Perhaps drawn into the vacuum created by the failure of government to bring the city together, it now bodes to become the new unofficial political framework of the city--a community-to-community network of relationships, potentially aided and abetted by a police force that now perhaps can begin to view the community as an ally instead of an enemy.

A NEW POLICE RESPECT: Let it also be said, firmly, that the guilty verdict on Saturday was not a verdict on all police officers but only on two of them. That our police, faced with mounting crime and ever more heavily armed criminals, are confronted with a tense and testing assignment day in and night out. That if there is anything we the people of Los Angeles can do for our police now, after this weekend’s exceptional work and the general sense of recovery engineered by Chief Williams and his high command, it might be this:

* Let’s treat our officers, men and women, with the respect they deserve for the difficult job they do;

* Let’s trust Chief Williams and his team to deal firmly, promptly and fairly with the few bad apples that always threaten to poison any police-department barrel.

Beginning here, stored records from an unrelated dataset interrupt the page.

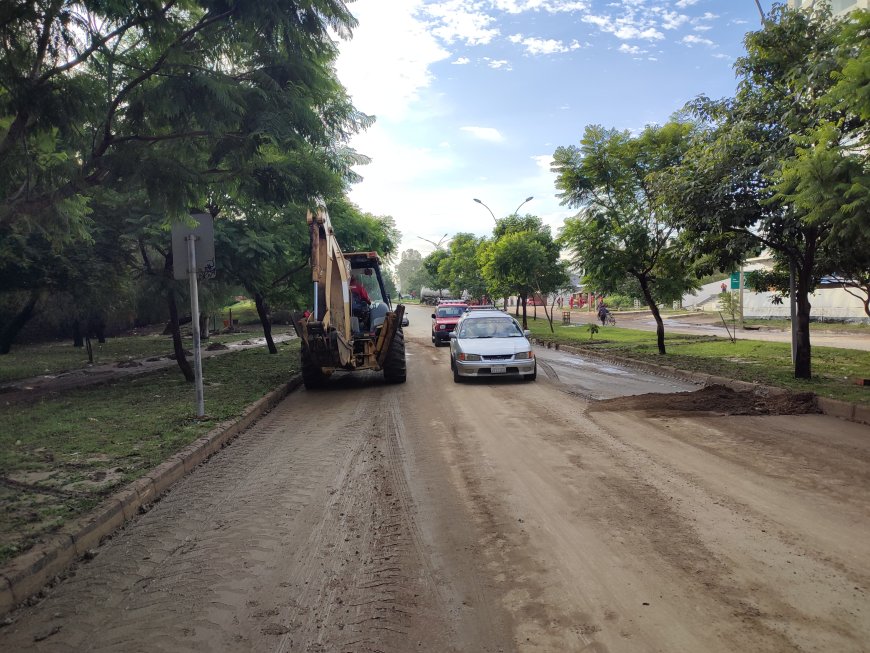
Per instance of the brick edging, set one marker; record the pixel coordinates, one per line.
(833, 407)
(28, 573)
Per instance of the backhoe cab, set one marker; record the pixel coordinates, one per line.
(342, 332)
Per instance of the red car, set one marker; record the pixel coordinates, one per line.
(444, 320)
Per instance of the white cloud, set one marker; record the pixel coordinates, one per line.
(672, 20)
(456, 20)
(625, 27)
(691, 39)
(543, 46)
(630, 49)
(389, 39)
(490, 134)
(550, 6)
(498, 64)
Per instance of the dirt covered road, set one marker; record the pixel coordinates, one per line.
(559, 515)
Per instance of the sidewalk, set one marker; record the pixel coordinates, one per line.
(24, 390)
(687, 324)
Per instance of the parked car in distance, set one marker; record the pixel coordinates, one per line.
(444, 320)
(488, 343)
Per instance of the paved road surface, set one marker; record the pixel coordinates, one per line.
(486, 517)
(704, 324)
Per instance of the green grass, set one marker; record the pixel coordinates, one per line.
(835, 327)
(83, 445)
(26, 361)
(745, 360)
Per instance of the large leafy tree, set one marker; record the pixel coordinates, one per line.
(461, 268)
(754, 180)
(522, 258)
(358, 230)
(624, 228)
(828, 179)
(436, 273)
(172, 96)
(177, 105)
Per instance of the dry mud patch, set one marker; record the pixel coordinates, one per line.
(714, 400)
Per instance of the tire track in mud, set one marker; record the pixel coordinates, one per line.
(297, 537)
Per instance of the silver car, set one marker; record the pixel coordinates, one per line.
(488, 343)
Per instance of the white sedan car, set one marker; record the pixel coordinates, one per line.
(488, 343)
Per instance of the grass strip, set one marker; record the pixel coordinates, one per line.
(57, 357)
(745, 360)
(62, 456)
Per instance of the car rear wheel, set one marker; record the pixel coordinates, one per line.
(533, 375)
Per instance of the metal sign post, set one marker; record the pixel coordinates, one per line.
(194, 322)
(196, 246)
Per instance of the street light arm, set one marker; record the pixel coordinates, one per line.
(488, 209)
(517, 210)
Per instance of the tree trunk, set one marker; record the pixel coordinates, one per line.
(97, 326)
(12, 328)
(177, 344)
(78, 337)
(802, 352)
(660, 326)
(263, 312)
(174, 326)
(203, 326)
(551, 314)
(525, 312)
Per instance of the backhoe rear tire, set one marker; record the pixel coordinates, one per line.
(312, 375)
(394, 363)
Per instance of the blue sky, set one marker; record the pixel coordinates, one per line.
(473, 97)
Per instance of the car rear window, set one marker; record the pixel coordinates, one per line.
(450, 311)
(490, 328)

* And let’s pass Proposition 1 on Tuesday to give the department 1,000 more officers for the paltry price of $73 extra property-tax dollars per property-owner per year. The measure needs two-thirds approval to pass--an almost impossible standard. It will need every single possible vote. Even if you are prepared to vote for absolutely no one or nothing else on Tuesday, go to the polls and vote for Proposition 1. You just know by now that Chief Williams will use your $73 well.